Triaging and managing Skampi bugs¶

This document defines a process for Triaging and managing Skampi bugs so that any SKA team member knows how to handle the funnel of incoming bugs, the allocation, distribution and management of them.

The standard process for changing software includes the following phases:

Problem/modification identification, classification, and prioritization
Analysis
Design
Implementation
Regression/system testing
Acceptance testing
Delivery

The above process is no different for triaging and managing a bug in skampi. In the present document we will focus on how to identify a problem or bug from incoming information and event notifications and how to assign it to the right team(s).

Problem identification¶

The problem identification phase starts when there is an indication of a failure. This information can be raised by a developer (in any shared slack channel like the team-system-support) or by an alert in the following slack channels:

Any project member can join these channels to gain visibility of this information.

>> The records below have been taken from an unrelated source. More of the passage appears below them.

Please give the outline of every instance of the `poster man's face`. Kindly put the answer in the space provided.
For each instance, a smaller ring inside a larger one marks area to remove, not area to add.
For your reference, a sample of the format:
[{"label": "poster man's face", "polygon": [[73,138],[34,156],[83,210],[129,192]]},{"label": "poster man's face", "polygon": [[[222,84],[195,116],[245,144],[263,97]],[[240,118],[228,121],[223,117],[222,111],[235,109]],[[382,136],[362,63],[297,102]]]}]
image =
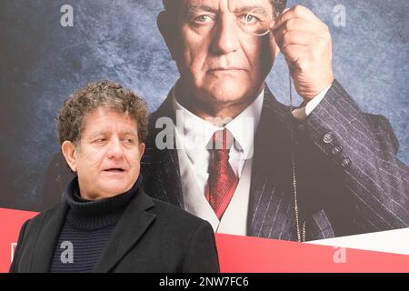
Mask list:
[{"label": "poster man's face", "polygon": [[254,35],[240,25],[260,6],[273,14],[271,0],[180,1],[175,40],[167,44],[185,93],[204,103],[230,104],[260,92],[278,49],[268,35]]}]

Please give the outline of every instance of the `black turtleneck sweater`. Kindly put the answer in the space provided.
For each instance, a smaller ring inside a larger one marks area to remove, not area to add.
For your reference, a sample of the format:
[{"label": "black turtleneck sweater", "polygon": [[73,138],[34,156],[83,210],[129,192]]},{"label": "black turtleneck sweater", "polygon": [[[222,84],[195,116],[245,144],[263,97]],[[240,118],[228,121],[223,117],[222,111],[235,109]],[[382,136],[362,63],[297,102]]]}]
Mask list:
[{"label": "black turtleneck sweater", "polygon": [[137,192],[142,177],[127,192],[101,200],[85,200],[75,177],[65,192],[69,210],[60,230],[50,272],[89,272],[108,243],[122,213]]}]

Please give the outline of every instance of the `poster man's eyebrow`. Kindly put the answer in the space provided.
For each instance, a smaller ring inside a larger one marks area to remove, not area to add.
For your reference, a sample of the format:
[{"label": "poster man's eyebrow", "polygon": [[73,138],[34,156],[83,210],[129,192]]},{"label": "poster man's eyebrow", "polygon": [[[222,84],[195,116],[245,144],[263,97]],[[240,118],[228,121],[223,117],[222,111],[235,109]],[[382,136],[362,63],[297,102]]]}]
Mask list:
[{"label": "poster man's eyebrow", "polygon": [[209,5],[204,5],[190,4],[185,9],[185,15],[192,16],[192,15],[196,15],[198,12],[210,12],[210,13],[217,14],[218,9],[209,6]]},{"label": "poster man's eyebrow", "polygon": [[265,7],[261,6],[261,5],[246,5],[246,6],[237,7],[234,10],[234,13],[250,12],[250,11],[254,10],[254,9],[265,10]]}]

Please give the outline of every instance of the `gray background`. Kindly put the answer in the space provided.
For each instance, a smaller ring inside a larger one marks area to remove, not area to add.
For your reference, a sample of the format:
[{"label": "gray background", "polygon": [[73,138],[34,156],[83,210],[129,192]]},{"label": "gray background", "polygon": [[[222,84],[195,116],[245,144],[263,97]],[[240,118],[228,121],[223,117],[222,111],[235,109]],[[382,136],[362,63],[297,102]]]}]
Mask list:
[{"label": "gray background", "polygon": [[[335,77],[363,110],[391,121],[407,165],[409,1],[295,3],[330,26]],[[65,4],[74,7],[74,27],[60,25]],[[339,4],[346,27],[333,24]],[[110,79],[151,109],[164,100],[178,74],[156,28],[161,8],[160,0],[0,1],[0,207],[41,211],[58,200],[60,193],[50,200],[44,189],[59,152],[54,118],[74,90]],[[286,75],[280,56],[267,83],[284,103]]]}]

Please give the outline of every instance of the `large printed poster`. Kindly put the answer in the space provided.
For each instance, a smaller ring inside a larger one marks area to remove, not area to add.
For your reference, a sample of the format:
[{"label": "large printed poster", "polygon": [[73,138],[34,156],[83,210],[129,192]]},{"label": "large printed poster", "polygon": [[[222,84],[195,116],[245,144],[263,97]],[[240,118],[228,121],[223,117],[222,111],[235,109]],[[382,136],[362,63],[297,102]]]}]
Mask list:
[{"label": "large printed poster", "polygon": [[109,80],[153,113],[144,189],[223,272],[407,272],[409,4],[273,2],[2,1],[0,271],[75,177],[64,101]]}]

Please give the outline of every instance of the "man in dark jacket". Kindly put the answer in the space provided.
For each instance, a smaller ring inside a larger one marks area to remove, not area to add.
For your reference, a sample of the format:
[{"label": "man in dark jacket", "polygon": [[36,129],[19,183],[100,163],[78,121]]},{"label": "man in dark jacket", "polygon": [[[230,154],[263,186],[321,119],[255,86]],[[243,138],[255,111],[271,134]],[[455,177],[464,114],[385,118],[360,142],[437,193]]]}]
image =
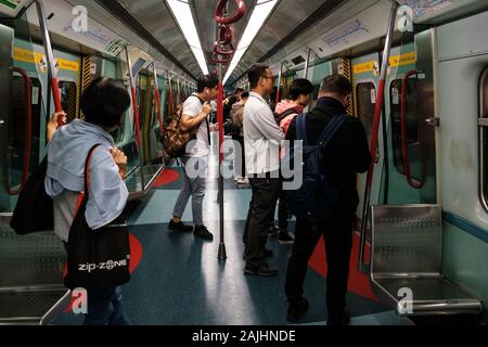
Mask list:
[{"label": "man in dark jacket", "polygon": [[[322,81],[316,108],[307,114],[307,134],[311,143],[317,143],[320,134],[331,119],[346,114],[350,102],[351,85],[347,78],[333,75]],[[287,132],[290,141],[296,138],[296,120]],[[332,217],[320,226],[312,226],[306,220],[296,222],[296,240],[288,262],[285,292],[290,303],[287,318],[297,321],[307,310],[308,301],[303,297],[303,284],[307,265],[320,236],[326,246],[328,287],[326,304],[328,324],[343,325],[349,323],[346,308],[349,259],[352,248],[352,221],[359,204],[357,174],[365,172],[371,163],[367,133],[363,125],[350,117],[335,133],[323,150],[323,165],[331,183],[339,190],[339,202]]]}]

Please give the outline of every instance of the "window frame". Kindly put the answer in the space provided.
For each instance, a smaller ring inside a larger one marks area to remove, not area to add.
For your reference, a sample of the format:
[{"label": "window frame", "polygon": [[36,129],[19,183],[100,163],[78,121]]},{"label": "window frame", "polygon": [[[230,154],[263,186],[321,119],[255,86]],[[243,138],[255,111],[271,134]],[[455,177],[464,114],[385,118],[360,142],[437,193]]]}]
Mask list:
[{"label": "window frame", "polygon": [[[486,92],[485,89],[487,89]],[[488,213],[488,151],[485,150],[488,146],[488,66],[483,69],[479,77],[478,95],[478,193],[479,202]]]}]

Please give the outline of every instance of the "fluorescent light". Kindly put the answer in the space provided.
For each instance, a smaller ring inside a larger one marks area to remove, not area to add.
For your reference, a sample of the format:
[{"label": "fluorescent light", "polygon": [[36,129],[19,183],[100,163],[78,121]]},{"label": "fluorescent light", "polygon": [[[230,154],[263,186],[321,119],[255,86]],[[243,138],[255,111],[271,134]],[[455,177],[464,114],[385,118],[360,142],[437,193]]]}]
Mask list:
[{"label": "fluorescent light", "polygon": [[[198,33],[196,31],[195,22],[193,21],[192,11],[188,0],[166,0],[171,9],[172,15],[177,18],[178,25],[181,31],[183,31],[184,38],[190,46],[193,55],[195,55],[196,62],[204,75],[208,74],[207,61],[202,50]],[[191,20],[190,20],[191,18]]]},{"label": "fluorescent light", "polygon": [[261,29],[262,25],[265,24],[270,13],[273,11],[277,3],[278,0],[259,0],[257,2],[256,7],[253,10],[253,14],[251,15],[249,23],[247,23],[247,27],[244,30],[241,41],[239,42],[234,57],[232,59],[226,77],[223,78],[223,83],[227,82],[237,64],[241,62],[244,54],[247,52],[247,49],[249,48],[251,43],[253,43],[256,35]]}]

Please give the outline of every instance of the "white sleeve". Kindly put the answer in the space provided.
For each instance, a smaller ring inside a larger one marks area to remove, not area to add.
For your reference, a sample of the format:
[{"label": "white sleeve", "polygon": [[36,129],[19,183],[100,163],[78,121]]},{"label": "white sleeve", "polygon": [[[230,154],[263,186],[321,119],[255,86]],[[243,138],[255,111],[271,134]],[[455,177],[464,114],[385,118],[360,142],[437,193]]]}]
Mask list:
[{"label": "white sleeve", "polygon": [[202,112],[202,104],[196,98],[188,99],[183,104],[183,115],[196,117]]}]

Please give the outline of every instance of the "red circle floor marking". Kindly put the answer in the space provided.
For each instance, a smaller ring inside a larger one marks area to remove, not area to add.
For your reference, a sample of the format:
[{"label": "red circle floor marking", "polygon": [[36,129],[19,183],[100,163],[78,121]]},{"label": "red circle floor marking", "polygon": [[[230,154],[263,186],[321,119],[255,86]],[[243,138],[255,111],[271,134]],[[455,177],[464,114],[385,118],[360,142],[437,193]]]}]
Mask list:
[{"label": "red circle floor marking", "polygon": [[[358,271],[358,258],[359,258],[359,235],[355,232],[352,236],[352,254],[349,262],[349,283],[347,288],[349,292],[355,293],[357,295],[367,297],[371,300],[380,301],[377,297],[374,295],[370,278],[368,274],[360,273]],[[371,254],[371,247],[367,246],[365,249],[365,258],[369,259]],[[317,244],[316,250],[310,258],[309,261],[310,268],[312,268],[317,273],[326,278],[328,273],[328,264],[325,257],[325,245],[323,242],[323,236],[320,237],[319,243]]]},{"label": "red circle floor marking", "polygon": [[[130,244],[130,264],[129,264],[129,271],[130,273],[133,273],[139,266],[139,262],[141,262],[142,259],[142,245],[139,242],[138,237],[129,233],[129,244]],[[63,269],[63,277],[65,277],[67,273],[67,267],[64,265]],[[64,312],[70,312],[73,308],[73,303],[75,298],[72,297],[68,307],[64,310]]]},{"label": "red circle floor marking", "polygon": [[163,172],[154,180],[153,188],[160,188],[163,185],[172,183],[180,178],[180,174],[172,169],[164,169]]}]

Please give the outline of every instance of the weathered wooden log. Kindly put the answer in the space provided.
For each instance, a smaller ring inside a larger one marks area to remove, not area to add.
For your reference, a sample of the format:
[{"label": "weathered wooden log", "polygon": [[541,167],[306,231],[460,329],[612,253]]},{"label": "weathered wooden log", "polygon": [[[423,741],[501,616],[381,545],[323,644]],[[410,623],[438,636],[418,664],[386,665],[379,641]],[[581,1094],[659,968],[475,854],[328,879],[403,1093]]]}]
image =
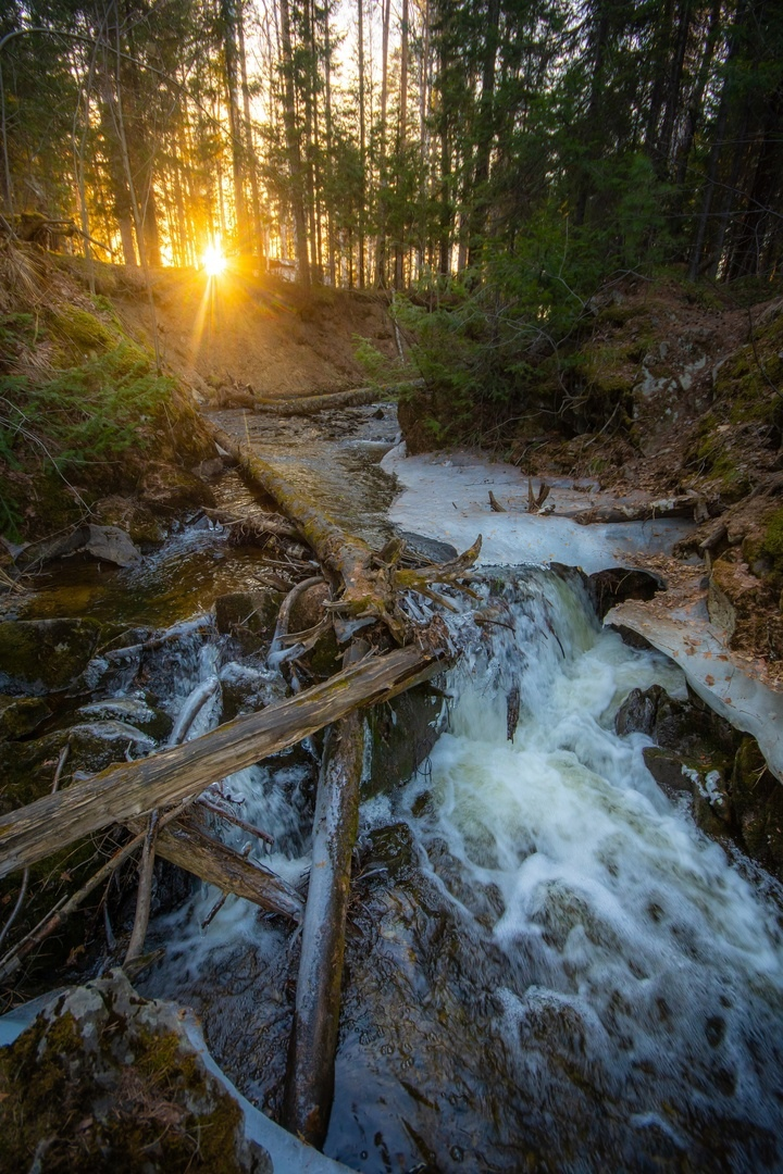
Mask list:
[{"label": "weathered wooden log", "polygon": [[336,407],[364,407],[421,386],[424,379],[407,379],[387,387],[355,387],[352,391],[335,391],[323,396],[296,396],[291,399],[258,397],[252,410],[270,416],[315,416]]},{"label": "weathered wooden log", "polygon": [[[350,655],[357,655],[355,647]],[[285,1128],[318,1148],[326,1136],[335,1094],[345,915],[363,761],[364,718],[353,710],[330,727],[324,747],[285,1073]]]},{"label": "weathered wooden log", "polygon": [[164,861],[217,885],[223,892],[234,892],[292,922],[302,920],[304,902],[296,889],[276,872],[254,864],[234,848],[209,836],[190,819],[158,832],[155,850]]},{"label": "weathered wooden log", "polygon": [[593,506],[592,510],[580,510],[565,517],[572,518],[580,526],[592,526],[599,522],[652,521],[655,518],[694,518],[698,508],[700,499],[689,493],[676,498],[659,498],[655,501]]},{"label": "weathered wooden log", "polygon": [[386,701],[444,668],[443,652],[409,646],[369,657],[322,684],[257,714],[237,717],[150,758],[115,763],[93,778],[0,818],[0,876],[112,823],[197,795],[210,783],[338,721]]}]

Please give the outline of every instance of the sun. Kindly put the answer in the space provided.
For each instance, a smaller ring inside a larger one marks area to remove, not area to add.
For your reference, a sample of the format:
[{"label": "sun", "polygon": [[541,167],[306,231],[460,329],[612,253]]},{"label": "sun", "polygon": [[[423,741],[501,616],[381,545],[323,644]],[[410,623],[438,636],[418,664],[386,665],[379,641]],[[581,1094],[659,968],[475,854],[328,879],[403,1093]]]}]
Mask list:
[{"label": "sun", "polygon": [[228,258],[216,242],[207,245],[202,262],[208,277],[220,277],[228,265]]}]

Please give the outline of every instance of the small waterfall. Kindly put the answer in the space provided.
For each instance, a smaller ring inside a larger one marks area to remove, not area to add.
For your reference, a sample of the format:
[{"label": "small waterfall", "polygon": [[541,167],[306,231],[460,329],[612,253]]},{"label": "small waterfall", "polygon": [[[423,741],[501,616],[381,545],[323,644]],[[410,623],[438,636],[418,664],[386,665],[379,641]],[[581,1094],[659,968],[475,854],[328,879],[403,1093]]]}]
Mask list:
[{"label": "small waterfall", "polygon": [[[632,688],[684,696],[682,675],[603,630],[576,575],[484,580],[482,622],[450,620],[447,733],[363,807],[326,1153],[367,1174],[779,1168],[779,889],[659,790],[643,735],[614,733]],[[215,647],[184,657],[177,708],[210,675],[256,672]],[[290,883],[313,783],[296,748],[222,784],[275,836],[251,855]],[[234,898],[203,927],[215,899],[158,920],[167,959],[143,991],[194,1003],[274,1113],[296,949]]]}]

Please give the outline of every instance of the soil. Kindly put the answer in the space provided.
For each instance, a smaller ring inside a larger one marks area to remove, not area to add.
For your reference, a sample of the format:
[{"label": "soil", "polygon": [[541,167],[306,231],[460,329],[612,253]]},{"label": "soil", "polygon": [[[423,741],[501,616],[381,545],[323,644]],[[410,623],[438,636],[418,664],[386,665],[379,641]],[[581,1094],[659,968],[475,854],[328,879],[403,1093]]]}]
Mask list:
[{"label": "soil", "polygon": [[[211,400],[223,389],[222,406],[231,390],[263,398],[362,386],[359,339],[390,363],[398,357],[383,292],[304,290],[230,270],[210,282],[196,270],[162,269],[154,295],[167,366]],[[128,330],[151,339],[147,298],[120,285],[112,299]]]}]

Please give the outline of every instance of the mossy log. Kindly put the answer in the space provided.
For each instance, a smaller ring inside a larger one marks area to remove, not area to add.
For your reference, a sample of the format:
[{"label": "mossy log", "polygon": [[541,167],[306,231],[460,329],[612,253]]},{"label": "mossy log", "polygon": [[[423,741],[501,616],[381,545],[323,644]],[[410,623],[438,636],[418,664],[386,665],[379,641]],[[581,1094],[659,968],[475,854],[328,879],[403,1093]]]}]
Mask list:
[{"label": "mossy log", "polygon": [[[357,655],[356,646],[349,655]],[[364,717],[355,709],[330,728],[324,745],[285,1073],[283,1124],[318,1148],[326,1136],[335,1094],[345,916],[363,762]]]},{"label": "mossy log", "polygon": [[425,571],[400,571],[398,562],[404,544],[392,541],[378,554],[362,539],[346,534],[313,508],[295,486],[256,457],[249,446],[238,445],[215,424],[210,427],[221,448],[230,453],[252,485],[276,500],[315,552],[337,596],[330,608],[346,620],[379,621],[397,643],[404,643],[409,632],[399,607],[400,594],[418,591],[433,598],[433,582],[457,581],[479,555],[480,535],[468,551],[450,564]]},{"label": "mossy log", "polygon": [[389,387],[355,387],[352,391],[335,391],[324,396],[297,396],[292,399],[257,398],[254,412],[270,416],[315,416],[339,407],[365,407],[392,396],[424,386],[424,379],[409,379]]},{"label": "mossy log", "polygon": [[0,877],[45,859],[112,823],[197,795],[210,783],[301,742],[344,717],[425,681],[445,664],[443,650],[417,646],[371,656],[261,713],[237,717],[150,758],[115,763],[0,819]]}]

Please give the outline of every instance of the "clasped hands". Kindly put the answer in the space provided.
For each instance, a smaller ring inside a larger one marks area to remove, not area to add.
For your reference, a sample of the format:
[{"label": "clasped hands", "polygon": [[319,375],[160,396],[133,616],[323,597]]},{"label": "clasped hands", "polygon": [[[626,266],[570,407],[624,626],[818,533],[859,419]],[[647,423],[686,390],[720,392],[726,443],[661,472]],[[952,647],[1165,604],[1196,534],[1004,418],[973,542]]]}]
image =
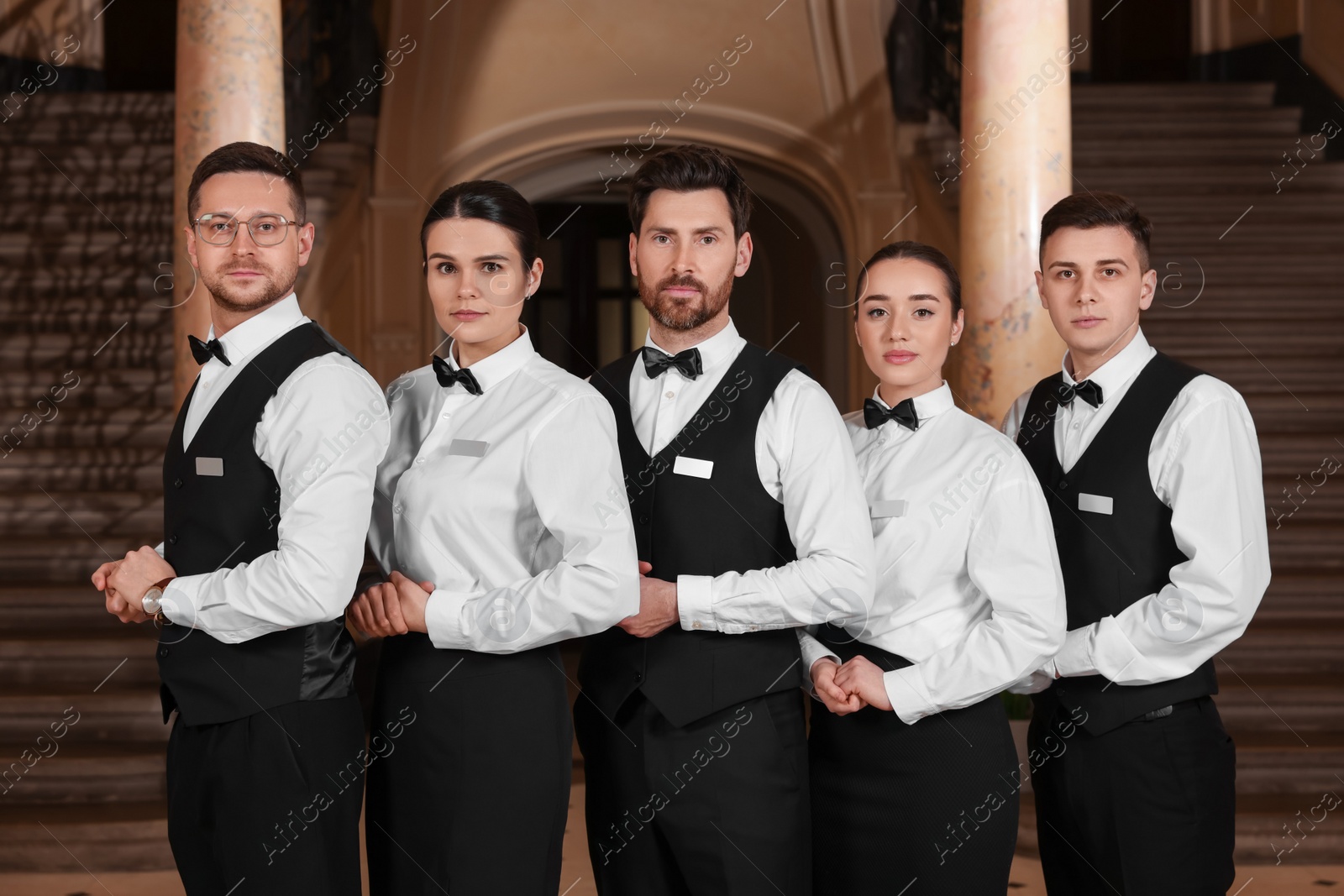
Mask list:
[{"label": "clasped hands", "polygon": [[407,631],[427,633],[425,606],[433,591],[433,582],[417,583],[392,571],[390,582],[375,584],[349,602],[349,621],[374,638],[390,638]]},{"label": "clasped hands", "polygon": [[867,657],[853,657],[844,665],[831,657],[817,660],[812,664],[812,685],[827,709],[837,716],[864,707],[891,709],[882,669]]},{"label": "clasped hands", "polygon": [[93,587],[103,592],[108,613],[122,622],[145,622],[149,615],[140,606],[140,599],[156,582],[176,575],[172,566],[146,544],[121,560],[103,563],[90,578]]}]

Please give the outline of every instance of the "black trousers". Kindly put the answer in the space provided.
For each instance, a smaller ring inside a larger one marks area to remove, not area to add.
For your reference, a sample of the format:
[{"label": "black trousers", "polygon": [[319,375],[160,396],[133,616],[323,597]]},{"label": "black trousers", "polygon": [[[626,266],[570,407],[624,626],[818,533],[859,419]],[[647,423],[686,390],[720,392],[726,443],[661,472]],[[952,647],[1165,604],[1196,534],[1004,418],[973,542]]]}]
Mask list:
[{"label": "black trousers", "polygon": [[1070,725],[1062,708],[1054,719],[1038,713],[1028,742],[1042,756],[1031,783],[1050,896],[1211,896],[1231,887],[1236,750],[1211,697],[1097,736]]},{"label": "black trousers", "polygon": [[359,697],[173,723],[168,842],[188,896],[359,896]]},{"label": "black trousers", "polygon": [[370,893],[555,896],[574,766],[559,649],[406,657],[402,638],[374,697]]},{"label": "black trousers", "polygon": [[755,697],[680,728],[638,692],[614,719],[579,696],[574,727],[598,893],[812,892],[801,692]]},{"label": "black trousers", "polygon": [[[848,637],[831,647],[884,670],[910,665]],[[997,696],[913,725],[814,703],[808,750],[817,896],[1008,892],[1021,775]]]}]

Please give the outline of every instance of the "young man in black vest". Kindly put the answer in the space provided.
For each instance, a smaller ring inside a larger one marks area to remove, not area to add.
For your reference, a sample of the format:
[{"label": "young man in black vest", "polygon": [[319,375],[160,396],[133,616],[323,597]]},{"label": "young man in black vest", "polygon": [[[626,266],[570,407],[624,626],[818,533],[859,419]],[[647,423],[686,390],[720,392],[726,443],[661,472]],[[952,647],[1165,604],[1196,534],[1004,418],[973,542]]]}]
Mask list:
[{"label": "young man in black vest", "polygon": [[853,451],[821,386],[728,317],[751,262],[737,165],[664,150],[629,208],[649,332],[591,382],[644,578],[640,613],[589,638],[574,709],[598,892],[809,893],[796,629],[872,602]]},{"label": "young man in black vest", "polygon": [[[191,896],[360,892],[364,732],[344,610],[388,442],[378,383],[294,296],[313,247],[274,149],[206,156],[187,251],[208,341],[164,455],[164,543],[93,575],[156,617],[168,840]],[[234,889],[237,888],[237,889]]]},{"label": "young man in black vest", "polygon": [[1068,635],[1020,688],[1051,896],[1226,893],[1236,755],[1214,654],[1269,584],[1255,426],[1226,383],[1153,349],[1150,227],[1113,193],[1046,212],[1036,286],[1068,345],[1012,406],[1050,504]]}]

If the information comes from the ci-alerts-mvp then the primary source of detailed information for analysis are the gitlab pipeline logs available here.

Other source of information are:

kibana (require VPN)
Node dashboard
Gitlab runner dashboard
Gitlab CI Pipeline dashboard
Docker monitoring dashboard
K8s cluster summary dashboard
Ceph Cluster dashboard
Elasticsearch dashboard

Allocating ownership to teams¶

The following are general rules for allocating ownership to teams:

The primary responsibility for a failed pipeline is the owner of the first commit to the branch since the last successful run of the pipeline. It is therfore the responsibility of the committer to follow up on the pipeline status after each git push.
For every test case failing, the creator(s) of the test must be involved in order to assign the bug to the appropriate team.
The System Team should be involved in the problem identification in order to understand whether the problem is infrastructure related (related to a k8s cluster or any layer below it - docker, VM, virtualization etc).
For prometheus alerts, the system team must provide the analysis of the alert details in order to understand the cause, and give input into assigning it to the right team(s).

Raising bugs¶

Bugs are raised following the SKA Bug management guidelines.